= Steve Arnold (venture capitalist) =

American venture capitalist

Steve Arnold is a Co-Founder and Partner Emeritus of Polaris Partners, a venture capital firm active in the field of healthcare and biotechnology companies.

==Education==
Steve holds a BS with honors from Macalester College and an MA and PhD from the California Institute of Integral Studies (CIIS) in San Francisco.

==Career==
Steve represents Polaris on the boards of directors of Mazlo and is a board observer at Impinj. Steve is also co-founder and vice chairman of the board of directors of the George Lucas Educational Foundation, a publisher of stories about models that improve education at www.edutopia.org. He also serves on the boards of a number of non-profit organizations focused on improving K-12 education, including CASEL (the Collaborative for Academic, Social and Emotional Learning), founded by Daniel Goleman and focused on increasing social and emotional learning in schools; Engaged Learning, developing personalized adaptive learning systems for schools; The Teaching Channel, developing online video programming to support teachers’ professional development; and the New Mexico School for the Arts, a statewide public charter high school for students with passion and aptitude for the arts.

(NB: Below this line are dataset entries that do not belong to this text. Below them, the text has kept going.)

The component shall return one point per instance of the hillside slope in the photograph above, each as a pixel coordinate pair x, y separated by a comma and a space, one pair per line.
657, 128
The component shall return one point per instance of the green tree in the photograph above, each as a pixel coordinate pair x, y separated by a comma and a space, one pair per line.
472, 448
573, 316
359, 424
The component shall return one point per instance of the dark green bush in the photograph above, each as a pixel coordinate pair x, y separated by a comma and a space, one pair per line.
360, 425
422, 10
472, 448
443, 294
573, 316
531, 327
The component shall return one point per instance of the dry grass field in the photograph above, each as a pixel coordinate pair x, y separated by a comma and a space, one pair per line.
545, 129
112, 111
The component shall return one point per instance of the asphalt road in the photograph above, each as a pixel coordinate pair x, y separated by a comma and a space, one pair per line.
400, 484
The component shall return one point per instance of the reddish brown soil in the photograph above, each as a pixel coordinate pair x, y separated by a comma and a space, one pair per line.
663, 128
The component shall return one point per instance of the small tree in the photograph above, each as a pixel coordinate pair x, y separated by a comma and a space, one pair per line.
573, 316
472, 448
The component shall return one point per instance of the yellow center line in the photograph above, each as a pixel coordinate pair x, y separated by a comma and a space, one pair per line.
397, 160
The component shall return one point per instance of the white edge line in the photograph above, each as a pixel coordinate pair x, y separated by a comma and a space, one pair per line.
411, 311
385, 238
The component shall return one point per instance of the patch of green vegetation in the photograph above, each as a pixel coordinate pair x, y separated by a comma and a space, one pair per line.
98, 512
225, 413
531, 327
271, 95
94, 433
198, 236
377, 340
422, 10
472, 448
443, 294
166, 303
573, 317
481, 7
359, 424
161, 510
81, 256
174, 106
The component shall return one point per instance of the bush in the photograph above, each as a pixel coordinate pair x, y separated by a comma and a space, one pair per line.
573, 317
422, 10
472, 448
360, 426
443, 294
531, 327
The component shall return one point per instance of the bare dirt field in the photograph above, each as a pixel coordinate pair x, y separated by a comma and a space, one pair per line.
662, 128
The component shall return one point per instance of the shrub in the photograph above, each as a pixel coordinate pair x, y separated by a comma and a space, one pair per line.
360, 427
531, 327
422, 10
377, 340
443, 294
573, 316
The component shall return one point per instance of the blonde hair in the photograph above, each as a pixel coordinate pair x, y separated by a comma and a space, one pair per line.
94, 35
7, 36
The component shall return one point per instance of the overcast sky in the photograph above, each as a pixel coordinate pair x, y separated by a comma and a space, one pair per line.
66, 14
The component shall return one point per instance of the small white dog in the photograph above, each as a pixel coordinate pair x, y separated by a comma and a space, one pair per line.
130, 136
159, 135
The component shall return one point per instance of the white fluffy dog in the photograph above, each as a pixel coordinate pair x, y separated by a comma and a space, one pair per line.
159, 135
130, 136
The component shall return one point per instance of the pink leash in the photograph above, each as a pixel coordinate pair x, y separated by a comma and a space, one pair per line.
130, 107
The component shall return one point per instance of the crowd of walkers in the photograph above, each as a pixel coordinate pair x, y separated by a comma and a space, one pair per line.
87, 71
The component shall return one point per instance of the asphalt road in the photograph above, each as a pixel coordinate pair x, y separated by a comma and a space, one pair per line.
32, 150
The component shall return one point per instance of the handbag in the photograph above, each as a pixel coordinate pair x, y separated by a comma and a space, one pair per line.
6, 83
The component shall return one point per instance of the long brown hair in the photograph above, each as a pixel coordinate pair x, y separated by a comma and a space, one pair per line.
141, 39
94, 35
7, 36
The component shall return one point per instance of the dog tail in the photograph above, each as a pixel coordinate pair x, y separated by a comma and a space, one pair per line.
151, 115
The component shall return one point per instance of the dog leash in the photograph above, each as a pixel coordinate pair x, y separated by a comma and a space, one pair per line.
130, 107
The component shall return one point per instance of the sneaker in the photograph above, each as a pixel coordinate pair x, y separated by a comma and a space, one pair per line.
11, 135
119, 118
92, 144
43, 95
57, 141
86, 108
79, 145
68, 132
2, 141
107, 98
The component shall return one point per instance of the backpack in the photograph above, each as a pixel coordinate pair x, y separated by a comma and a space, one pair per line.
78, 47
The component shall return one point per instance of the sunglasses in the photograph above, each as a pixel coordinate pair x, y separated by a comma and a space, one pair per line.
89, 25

Prior to co-founding Polaris, Steve held a number of executive positions in the software and digital media industry. He joined Atari in the late 1970s to develop "blue sky" projects at a skunkworks lab inside the home computer division of the company. In the early 80's he moved to Lucasfilm Ltd. to lead the recently formed "Games Group" to produce advanced video games and interactive entertainment. Over the next 9 years he built what became LucasArts Entertainment, a successful division of Lucasfilm - and the only part of the famous Computer Division that was not closed or spun off in the 1980s (i.e. the editing and sound projects were spun out as The Droid Works; the graphics project was spun out as Pixar).

During that time Lucasfilm Games pioneered several innovations in computer games and interactive entertainment, including the first animated multiplayer online game, called Lucasfilm’s Habitat, in partnership with the predecessor to AOL. This technology was considered by many to be the forerunner of today’s modern multiplayer graphical adventure games, and the first animated adventure game featuring multiple storylines based on which characters the game player chose to adopt. While at Lucasfilm he also led a group that developed innovative uses of multimedia technology for education, collaborating with Apple Computer, the Smithsonian Institution, and the Audubon Society.

Steve left Lucasfilm in the early 90s when he was recruited by Bill Gates to run a private company developing digital media libraries and navigable information systems. That company was first called Interactive Home Systems, and then Continuum Productions. After a few years, parts of that company were purchased by Microsoft, where Steve joined as the vice president of Broadband Media Applications. There, he and his team focused on building applications for emerging broadband networks. He left Microsoft in 1995 and co-founded Polaris Partners with Jon Flint and Terry McGuire in 1996.

==Philanthropy==
Steve is co-founder and vice chairman of the board of directors of the George Lucas Educational Foundation (GLEF), an operating foundation that promotes innovation and advocates for exemplary programs in public schools. GLEF publishes stories of innovative teaching and learning at www.edutopia.org.

He is also on the Board of Directors of the Teaching Channel.